Yeah, I'm guessing the Mac users still aren't very fond of sharing the time the prefill takes, still. They usually only share the tok/s output, never the input.

margorczynski 3 hours ago | parent | prev [-]

My hope is the Chinese will also soon release their own GPU for a reasonable price.

PlatoIsADisease 2 hours ago | parent | prev [-]

'fast'

I'm sure it can do 2+2= fast

After that? No way.

There is a reason NVIDIA is #1 and my fortune 20 company did not buy a macbook for our local AI.

What inspires people to post this? Astroturfing? Fanboyism? Post Purchase remorse?

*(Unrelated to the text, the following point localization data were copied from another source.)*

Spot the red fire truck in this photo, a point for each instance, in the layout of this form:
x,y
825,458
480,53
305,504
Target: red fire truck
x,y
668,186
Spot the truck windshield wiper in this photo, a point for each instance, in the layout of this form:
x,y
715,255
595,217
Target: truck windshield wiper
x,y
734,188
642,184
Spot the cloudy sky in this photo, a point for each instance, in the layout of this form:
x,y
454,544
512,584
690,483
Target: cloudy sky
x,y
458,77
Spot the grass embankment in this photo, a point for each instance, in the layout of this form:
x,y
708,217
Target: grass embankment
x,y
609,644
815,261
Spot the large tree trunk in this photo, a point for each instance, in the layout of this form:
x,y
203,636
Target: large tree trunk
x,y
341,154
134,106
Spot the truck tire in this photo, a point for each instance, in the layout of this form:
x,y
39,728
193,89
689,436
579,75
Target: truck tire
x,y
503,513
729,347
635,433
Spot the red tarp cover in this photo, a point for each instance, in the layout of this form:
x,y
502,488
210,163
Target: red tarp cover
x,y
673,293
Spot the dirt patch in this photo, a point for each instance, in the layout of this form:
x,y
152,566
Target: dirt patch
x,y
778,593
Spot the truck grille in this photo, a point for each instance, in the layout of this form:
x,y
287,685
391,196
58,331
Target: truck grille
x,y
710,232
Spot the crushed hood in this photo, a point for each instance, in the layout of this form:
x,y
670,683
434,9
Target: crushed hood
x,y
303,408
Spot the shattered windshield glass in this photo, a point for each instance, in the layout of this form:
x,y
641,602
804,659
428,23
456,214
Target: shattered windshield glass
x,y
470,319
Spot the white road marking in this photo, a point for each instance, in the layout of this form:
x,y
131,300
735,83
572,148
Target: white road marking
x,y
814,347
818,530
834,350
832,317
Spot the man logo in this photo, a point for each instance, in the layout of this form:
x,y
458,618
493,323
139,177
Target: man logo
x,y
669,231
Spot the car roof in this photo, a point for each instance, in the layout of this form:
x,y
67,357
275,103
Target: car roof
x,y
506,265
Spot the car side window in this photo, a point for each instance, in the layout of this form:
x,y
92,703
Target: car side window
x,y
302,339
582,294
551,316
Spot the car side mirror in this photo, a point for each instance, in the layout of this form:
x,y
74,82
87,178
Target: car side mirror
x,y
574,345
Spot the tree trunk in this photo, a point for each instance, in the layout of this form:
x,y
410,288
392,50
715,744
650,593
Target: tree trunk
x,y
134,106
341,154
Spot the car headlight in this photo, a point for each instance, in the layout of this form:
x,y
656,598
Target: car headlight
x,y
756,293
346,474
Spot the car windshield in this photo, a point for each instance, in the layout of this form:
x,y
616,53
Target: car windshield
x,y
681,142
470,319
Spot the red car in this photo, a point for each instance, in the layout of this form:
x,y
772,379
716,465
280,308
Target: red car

speedgoose an hour ago | parent [-]

I have a Mac Studio m3 ultra on my desk, and a user account on a HPC full of NVIDIA GH200. I use both and the Mac has its purpose.

It can notably run some of the best open weight models with little power and without triggering its fan.

PlatoIsADisease an hour ago | parent [-]

>with little power and without triggering its fan.

This is how I know something is fishy.

No one cares about this. This became a new benchmark when Apple couldn't compete anywhere else.

I understand if you already made the mistake of buying something that doesn't perform as well as you were expecting, you are going to look for ways to justify the purchase. "It runs with little power" is on 0 people's christmas list.

speedgoose 42 minutes ago | parent [-]

It was for my team. Running useful LLMs on battery power is neat for example. Some simply care a bit about sustainability.

It’s also good value if you want a lot of memory.

What would you advice for people with a similar budget? It’s a real question.

PlatoIsADisease 20 minutes ago | parent [-]

But you arent really running LLMs. You just say you are.

There is novelty, but not practical use case.

My $700, 2023, 3060 laptop runs 8B models. At the enterprise level we got 2, A6000s.

Both are useful and were used for economic gain. I don't think you have gotten any gain.